Despite being a show where constant upheaval is the norm, the core team of Silicon Valley has remained centralized since the beginning. Give or take a Big Head, all five of the core members remained focused on the same goals and worked together over the course of three seasons, motivated by some combination of greed, ambition, codependence, and friendship. (Okay, Jared might be the only one with that motivation.) Even through cataclysmic events like Gavin’s lawsuit, Richard’s firing, and the collapse of Raviga funding, something’s tied this group of malcontents and rejects together. Season four is the first instance where the show’s taking active steps to split them off into new combinations, and “Teambuilding Exercise” proves there’s a promising energy in that.
The biggest development of the season is one of the heads of these new teams, as for the first time Gavin Belson is on the same side as our heroes. Richard’s pitch to license the patent from him goes over about as well as expected, as does his inability to negotiate without getting into technical minutiae and potentially giving away too much. Only this time, it doesn’t seem to backfire. Gavin remains as petty, egotistical, and mean-spirited as ever—from the destruction wrought on his home post-termination to calling Richard a bad person—but there’s something in Matt Ross’ eyes when he sees Richard’s calculations that’s different than what we’ve seen before.
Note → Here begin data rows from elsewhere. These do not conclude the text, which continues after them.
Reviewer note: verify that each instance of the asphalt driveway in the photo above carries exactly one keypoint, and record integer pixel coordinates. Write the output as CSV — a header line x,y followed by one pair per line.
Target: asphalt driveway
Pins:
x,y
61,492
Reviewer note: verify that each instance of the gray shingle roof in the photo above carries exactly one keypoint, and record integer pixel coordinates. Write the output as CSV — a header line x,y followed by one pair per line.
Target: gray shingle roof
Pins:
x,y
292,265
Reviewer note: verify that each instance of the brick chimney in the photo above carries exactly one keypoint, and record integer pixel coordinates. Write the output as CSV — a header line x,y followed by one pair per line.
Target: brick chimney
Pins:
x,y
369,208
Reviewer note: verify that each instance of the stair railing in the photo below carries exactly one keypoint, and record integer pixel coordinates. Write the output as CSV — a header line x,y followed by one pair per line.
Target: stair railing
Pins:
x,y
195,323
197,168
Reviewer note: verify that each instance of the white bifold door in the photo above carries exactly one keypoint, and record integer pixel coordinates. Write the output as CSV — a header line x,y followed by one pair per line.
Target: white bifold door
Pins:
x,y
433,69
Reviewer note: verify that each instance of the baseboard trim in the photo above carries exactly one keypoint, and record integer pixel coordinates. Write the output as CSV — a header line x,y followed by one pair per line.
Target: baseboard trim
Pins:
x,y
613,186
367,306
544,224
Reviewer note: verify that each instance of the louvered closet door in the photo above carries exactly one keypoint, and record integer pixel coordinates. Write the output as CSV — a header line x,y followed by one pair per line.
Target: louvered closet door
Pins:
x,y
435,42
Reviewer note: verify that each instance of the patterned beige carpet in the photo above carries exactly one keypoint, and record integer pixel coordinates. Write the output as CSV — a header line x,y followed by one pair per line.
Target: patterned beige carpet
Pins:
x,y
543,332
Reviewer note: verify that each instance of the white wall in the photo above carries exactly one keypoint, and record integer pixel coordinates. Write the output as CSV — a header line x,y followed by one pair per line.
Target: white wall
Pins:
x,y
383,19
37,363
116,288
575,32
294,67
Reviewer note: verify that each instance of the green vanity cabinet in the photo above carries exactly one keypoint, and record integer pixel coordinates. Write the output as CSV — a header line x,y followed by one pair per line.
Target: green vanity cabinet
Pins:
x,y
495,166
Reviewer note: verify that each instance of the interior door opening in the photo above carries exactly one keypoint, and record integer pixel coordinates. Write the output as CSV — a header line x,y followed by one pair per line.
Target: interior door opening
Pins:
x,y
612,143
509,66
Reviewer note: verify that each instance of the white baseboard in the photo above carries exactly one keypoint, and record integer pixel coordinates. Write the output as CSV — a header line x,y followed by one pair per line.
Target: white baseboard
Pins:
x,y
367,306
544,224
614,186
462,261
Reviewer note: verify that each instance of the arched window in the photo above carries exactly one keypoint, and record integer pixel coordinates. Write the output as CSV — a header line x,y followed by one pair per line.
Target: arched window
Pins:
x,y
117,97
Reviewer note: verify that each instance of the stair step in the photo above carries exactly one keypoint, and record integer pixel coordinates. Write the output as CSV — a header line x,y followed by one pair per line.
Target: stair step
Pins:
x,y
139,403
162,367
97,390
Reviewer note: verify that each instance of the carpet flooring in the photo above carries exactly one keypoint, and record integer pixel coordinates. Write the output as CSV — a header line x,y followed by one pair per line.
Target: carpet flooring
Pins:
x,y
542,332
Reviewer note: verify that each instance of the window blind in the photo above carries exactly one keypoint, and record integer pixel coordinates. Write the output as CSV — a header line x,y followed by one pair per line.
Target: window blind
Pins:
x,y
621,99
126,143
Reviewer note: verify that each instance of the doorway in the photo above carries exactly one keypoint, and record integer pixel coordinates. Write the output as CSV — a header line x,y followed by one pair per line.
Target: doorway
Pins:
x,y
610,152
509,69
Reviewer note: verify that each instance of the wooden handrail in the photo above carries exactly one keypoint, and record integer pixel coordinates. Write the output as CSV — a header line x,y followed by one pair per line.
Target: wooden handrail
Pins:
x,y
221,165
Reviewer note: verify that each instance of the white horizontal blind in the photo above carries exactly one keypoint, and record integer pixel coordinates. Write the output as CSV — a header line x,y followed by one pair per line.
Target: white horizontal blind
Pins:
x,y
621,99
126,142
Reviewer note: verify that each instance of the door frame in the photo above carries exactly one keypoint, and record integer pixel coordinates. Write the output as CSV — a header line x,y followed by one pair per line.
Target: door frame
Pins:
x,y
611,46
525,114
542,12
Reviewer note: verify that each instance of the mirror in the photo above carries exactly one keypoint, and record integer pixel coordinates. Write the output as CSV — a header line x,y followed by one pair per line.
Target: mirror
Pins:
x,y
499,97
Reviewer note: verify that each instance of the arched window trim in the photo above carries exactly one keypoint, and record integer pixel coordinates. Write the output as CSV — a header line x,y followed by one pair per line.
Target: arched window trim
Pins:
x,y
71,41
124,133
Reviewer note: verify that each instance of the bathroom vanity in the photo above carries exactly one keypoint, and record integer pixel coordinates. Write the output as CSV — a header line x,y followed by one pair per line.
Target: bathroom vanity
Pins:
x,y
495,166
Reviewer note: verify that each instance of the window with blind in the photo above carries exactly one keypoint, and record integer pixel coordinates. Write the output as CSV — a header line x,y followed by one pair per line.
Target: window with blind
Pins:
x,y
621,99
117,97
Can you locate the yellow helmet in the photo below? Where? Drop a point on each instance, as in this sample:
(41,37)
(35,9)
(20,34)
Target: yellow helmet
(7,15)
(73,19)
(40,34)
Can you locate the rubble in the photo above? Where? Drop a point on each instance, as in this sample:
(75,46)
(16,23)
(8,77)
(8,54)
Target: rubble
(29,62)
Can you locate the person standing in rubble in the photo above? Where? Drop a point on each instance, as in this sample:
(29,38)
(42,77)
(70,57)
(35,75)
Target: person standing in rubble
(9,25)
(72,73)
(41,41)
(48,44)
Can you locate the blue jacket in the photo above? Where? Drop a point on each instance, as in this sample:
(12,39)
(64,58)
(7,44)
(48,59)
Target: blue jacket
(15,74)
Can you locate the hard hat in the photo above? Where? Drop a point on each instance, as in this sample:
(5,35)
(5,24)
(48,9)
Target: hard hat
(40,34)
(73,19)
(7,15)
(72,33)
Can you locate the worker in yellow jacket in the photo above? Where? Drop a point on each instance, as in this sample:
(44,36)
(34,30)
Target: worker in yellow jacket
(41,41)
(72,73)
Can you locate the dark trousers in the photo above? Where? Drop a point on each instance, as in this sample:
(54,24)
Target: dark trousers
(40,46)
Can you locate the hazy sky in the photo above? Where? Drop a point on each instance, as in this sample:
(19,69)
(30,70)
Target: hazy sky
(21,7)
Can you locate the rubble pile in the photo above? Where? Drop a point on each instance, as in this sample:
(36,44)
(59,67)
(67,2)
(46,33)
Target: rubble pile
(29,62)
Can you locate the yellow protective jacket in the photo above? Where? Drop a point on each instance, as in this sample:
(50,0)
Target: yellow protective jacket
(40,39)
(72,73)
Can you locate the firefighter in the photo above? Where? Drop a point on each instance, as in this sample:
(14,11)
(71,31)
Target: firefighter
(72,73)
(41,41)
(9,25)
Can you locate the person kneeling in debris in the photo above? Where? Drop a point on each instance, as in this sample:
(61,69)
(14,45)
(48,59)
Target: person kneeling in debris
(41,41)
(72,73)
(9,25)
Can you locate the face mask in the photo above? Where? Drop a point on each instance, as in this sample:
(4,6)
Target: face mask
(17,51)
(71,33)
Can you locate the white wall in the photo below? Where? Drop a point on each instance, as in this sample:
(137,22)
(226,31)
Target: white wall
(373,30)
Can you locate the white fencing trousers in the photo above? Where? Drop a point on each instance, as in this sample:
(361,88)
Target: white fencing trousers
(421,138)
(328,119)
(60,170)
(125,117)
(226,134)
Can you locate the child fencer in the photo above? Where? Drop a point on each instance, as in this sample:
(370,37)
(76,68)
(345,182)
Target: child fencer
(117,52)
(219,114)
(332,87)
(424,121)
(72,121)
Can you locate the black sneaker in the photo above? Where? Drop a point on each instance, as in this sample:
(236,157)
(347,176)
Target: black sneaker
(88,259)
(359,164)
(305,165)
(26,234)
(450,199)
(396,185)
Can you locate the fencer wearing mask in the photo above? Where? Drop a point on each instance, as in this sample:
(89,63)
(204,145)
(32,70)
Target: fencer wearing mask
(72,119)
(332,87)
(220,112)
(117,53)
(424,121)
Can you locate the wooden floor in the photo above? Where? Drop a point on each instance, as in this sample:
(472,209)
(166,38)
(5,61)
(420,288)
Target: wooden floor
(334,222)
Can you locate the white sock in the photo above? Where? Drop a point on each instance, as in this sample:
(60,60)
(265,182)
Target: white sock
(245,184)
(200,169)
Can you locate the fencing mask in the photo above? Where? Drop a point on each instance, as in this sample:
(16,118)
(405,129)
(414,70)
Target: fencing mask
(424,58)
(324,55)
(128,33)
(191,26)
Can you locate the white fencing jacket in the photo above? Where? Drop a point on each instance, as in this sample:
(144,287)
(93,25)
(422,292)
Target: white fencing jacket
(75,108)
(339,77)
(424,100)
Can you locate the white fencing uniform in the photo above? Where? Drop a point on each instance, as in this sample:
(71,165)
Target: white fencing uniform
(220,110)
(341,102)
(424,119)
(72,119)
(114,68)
The two share a legitimate moment of realization, one that’s quickly destroyed by Richard setting fire to his couch in peak Silicon Valley fashion.
Pivoting Gavin into an alliance with Richard is fertile territory for a lot of reasons. After three seasons using him as a spiteful roadblock for the company was old hat, as was his jockeying to remain popular in the eyes of the Hooli board. We’ve never seen him have to do what Richard’s done for years and try to build something from the ground up. Having him go back to his roots opens up the door for new and varied interactions, full of conflict but in a different way than we’ve seen before. There’s signs of early tension in their meetings over staffing the new company, and those could either fester into more competitive roots or warp into an odd mentor-mentee relationship. Either way, it’s new material for Ross and Thomas Middleditch, and a promising use of both of their manic energies.
While Richard reassures the team that they don’t have to join him if they don’t want to, that promise doesn’t last long. Jared, simultaneously missing his connection with Richard and all too familiar with how dangerous Gavin can be to work with, talks his way back to his position as Richard’s right-hand man. It’s not a surprise at this point how good Zach Woods is as Jared, but between the woops of “Intellectual Property” (which I did not praise accordingly last week and for which I apologize) and the relieved laughter this week, he’s unlocking new levels of delighted mania in the character as he moves away from the abandoned puppy of the early episodes. And in the roster of scary things that Jared’s said, his plea to be rehired easily goes up into the top 10:
Jared: “You need me! The half-crazed, half-Apache who’ll do anything to have your back! I’ll scalp Gavin if I have to and all those those paleface sons of bitches! I’ll kill them with knives, I’ll kill them with guns, I’ll kill them with my bare hands, I’ll talk them into suicide.”